Intentionally not modernized:

• Microsoft.Azure.DurableTask.AzureStorage 1.17.3 in ManagedIdentity v1.x (educational pin — sample exists to demo v1.x).
• EnterpriseLibrary.SemanticLogging and CommandLineParser 1.x in DurableTask.Samples (abandoned / breaking API changes).
• Microsoft.ApplicationInsights 2.x → 3.x (major version, out of scope).

Verified: all 6 samples + 4 src libraries + 3 test projects build with 0 warnings, 0 errors, and dotnet list package --include-transitive confirms no vulnerable transitives remain in any sample graph.

The failing DTFxCoreValidate Validate 3 check on the previous push was 1 of 13 parallel test shards for DurableTask.Core.Tests.dll. This PR does not touch DurableTask.Core or its tests; it was almost certainly flaky. New checks should be running now.

[torosent]

CI fix: removed EOL .NET Core 2.1 / 3.1 SDK installs from the PR validation pipeline

The previously failing DTFxCoreValidate Validate 11 shard on build #279849 was not a test failure or a flaky shard — it failed in the Use the .NET Core 2.1 SDK (required for build signing) task with:

##[error]Failed to download or parse releases-index.json with error:
write EPROTO ... tlsv1 alert internal error ... SSL alert number 80

Why the 2.1 / 3.1 installs are safe to drop

• .NET Core 2.1 has been EOL since Aug 2021 and 3.1 since Dec 2022. Microsoft is rotating/retiring the TLS infrastructure for the old release indexes, which is why this task started failing intermittently (the nightly main build at 05:38 UTC succeeded; this PR build at 16:00 UTC failed on the exact same step).
• No project in the repo targets netcoreapp2.x or netcoreapp3.x. Verified by grep across the entire tree. All libraries target netstandard2.0, all .NET Framework projects target net48/net472, and all test/sample projects targeting modern Core use net8.0.
• The "required for build signing" comment is stale. Signing is performed by sign-files.yml@eng invoked from eng/ci/official-build.yml, which does not install .NET Core 2.1 either. Builds use VSBuild (MSBuild), not dotnet build, so the only SDK actually required is .NET 8 for the net8.0 test targets.

Change

eng/templates/build-steps.yml: removed the two UseDotNet@2 steps for 2.1.x and 3.1.x; kept the 8.0.x install.

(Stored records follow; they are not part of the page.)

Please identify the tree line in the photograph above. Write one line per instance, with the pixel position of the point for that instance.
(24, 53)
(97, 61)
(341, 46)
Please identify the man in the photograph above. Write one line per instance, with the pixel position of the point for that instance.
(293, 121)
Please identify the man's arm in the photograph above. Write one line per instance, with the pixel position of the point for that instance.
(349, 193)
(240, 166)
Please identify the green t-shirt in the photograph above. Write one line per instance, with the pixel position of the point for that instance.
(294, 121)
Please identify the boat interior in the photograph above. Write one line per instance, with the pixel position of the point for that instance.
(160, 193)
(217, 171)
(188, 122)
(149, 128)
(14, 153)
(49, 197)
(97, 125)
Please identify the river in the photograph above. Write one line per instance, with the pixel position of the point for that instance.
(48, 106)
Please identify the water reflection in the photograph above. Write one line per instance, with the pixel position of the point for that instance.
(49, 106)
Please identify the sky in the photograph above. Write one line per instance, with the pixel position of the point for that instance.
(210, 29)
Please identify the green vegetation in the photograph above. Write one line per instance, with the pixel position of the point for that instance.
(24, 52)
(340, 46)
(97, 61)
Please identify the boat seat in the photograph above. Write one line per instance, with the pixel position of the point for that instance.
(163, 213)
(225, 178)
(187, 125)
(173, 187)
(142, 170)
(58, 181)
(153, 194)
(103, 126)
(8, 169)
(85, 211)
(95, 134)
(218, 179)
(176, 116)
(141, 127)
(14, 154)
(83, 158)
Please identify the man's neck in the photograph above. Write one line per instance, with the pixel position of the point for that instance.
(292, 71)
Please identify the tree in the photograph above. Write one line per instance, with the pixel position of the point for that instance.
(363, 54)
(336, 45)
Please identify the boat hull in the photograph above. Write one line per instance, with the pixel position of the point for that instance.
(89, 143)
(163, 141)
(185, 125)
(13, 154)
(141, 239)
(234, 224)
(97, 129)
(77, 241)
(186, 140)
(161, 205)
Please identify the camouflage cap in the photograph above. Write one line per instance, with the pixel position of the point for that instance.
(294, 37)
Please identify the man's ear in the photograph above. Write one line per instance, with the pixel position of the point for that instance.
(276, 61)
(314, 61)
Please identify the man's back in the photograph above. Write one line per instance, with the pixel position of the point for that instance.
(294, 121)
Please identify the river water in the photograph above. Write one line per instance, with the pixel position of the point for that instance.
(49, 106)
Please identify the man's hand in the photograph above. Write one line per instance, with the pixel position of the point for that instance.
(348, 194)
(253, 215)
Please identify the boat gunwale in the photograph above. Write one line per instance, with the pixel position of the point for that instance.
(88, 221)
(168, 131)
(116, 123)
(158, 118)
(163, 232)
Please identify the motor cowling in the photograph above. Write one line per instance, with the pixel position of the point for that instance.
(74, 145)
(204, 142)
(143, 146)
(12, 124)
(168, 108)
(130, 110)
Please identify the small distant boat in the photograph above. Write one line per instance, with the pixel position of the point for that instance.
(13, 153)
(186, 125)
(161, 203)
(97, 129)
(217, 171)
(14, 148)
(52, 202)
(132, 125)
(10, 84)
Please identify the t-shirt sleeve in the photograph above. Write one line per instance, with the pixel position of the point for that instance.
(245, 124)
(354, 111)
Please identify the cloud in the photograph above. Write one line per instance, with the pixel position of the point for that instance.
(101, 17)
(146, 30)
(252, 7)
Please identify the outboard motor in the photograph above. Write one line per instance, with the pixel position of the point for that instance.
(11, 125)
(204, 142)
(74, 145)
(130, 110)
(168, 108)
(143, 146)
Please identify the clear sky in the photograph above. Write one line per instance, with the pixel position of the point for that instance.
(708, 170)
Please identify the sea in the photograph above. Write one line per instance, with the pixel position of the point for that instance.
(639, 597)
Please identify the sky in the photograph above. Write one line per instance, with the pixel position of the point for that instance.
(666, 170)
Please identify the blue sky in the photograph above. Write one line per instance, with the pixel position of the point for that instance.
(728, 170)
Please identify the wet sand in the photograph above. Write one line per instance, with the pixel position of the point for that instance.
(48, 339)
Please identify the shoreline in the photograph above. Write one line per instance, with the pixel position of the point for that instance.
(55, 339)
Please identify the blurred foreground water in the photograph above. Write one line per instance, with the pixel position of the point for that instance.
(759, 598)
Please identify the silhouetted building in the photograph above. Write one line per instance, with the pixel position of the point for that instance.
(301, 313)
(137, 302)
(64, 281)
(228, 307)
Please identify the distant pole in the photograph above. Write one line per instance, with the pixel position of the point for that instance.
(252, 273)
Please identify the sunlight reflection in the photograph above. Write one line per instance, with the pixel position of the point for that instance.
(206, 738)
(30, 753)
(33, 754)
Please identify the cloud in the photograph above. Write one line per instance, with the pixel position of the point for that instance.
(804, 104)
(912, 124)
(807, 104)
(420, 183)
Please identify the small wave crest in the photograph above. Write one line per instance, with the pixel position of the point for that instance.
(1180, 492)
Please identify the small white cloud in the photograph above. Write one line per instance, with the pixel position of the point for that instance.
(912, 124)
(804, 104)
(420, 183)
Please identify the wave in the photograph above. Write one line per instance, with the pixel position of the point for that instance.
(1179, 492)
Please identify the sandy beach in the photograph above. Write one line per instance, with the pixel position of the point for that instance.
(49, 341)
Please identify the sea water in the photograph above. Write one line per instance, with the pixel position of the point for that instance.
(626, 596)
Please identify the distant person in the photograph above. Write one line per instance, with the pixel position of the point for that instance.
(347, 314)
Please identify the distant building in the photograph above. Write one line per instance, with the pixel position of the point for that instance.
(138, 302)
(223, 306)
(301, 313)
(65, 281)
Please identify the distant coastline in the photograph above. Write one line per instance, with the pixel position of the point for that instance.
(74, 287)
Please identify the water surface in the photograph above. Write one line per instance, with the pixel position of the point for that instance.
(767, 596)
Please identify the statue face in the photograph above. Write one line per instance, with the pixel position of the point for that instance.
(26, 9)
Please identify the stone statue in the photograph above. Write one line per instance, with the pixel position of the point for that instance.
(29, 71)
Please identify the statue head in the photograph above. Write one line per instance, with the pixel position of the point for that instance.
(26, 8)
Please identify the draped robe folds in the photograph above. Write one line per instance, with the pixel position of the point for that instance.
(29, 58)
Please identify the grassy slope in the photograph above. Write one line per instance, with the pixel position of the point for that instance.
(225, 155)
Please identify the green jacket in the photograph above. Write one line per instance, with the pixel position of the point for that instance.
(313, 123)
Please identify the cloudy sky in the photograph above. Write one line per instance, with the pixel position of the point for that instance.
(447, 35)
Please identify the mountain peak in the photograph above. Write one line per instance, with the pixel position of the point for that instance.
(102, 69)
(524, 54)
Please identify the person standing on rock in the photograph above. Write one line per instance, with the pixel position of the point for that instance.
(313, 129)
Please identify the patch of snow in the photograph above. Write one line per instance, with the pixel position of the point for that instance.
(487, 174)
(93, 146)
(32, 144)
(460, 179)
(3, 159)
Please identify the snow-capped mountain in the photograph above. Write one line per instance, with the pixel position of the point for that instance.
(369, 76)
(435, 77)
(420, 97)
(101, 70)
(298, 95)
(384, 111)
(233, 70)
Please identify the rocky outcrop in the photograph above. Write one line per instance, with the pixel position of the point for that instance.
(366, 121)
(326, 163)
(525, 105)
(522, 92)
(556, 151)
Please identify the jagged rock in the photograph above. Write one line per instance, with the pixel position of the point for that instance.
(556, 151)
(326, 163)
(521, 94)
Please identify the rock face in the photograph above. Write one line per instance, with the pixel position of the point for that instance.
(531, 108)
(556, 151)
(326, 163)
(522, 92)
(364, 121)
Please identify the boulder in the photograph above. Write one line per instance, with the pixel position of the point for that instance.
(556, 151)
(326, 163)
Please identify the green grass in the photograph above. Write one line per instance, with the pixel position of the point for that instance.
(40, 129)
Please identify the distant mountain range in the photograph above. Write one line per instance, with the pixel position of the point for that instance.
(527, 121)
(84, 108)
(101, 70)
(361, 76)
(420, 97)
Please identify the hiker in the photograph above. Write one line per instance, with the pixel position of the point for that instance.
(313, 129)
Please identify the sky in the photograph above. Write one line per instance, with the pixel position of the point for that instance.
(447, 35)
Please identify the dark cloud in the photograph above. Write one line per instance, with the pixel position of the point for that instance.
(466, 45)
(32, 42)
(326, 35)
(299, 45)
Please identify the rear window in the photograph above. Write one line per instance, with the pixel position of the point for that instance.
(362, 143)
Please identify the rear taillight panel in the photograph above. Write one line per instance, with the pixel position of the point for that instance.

CI is re-running on d47f7e1.

[Copilot]

Pull request overview

Copilot reviewed 8 out of 8 changed files in this pull request and generated 3 comments.

[Copilot]

Pull request overview

Copilot reviewed 8 out of 8 changed files in this pull request and generated no new comments.

[Copilot]

Pull request overview

Copilot reviewed 8 out of 8 changed files in this pull request and generated 1 comment.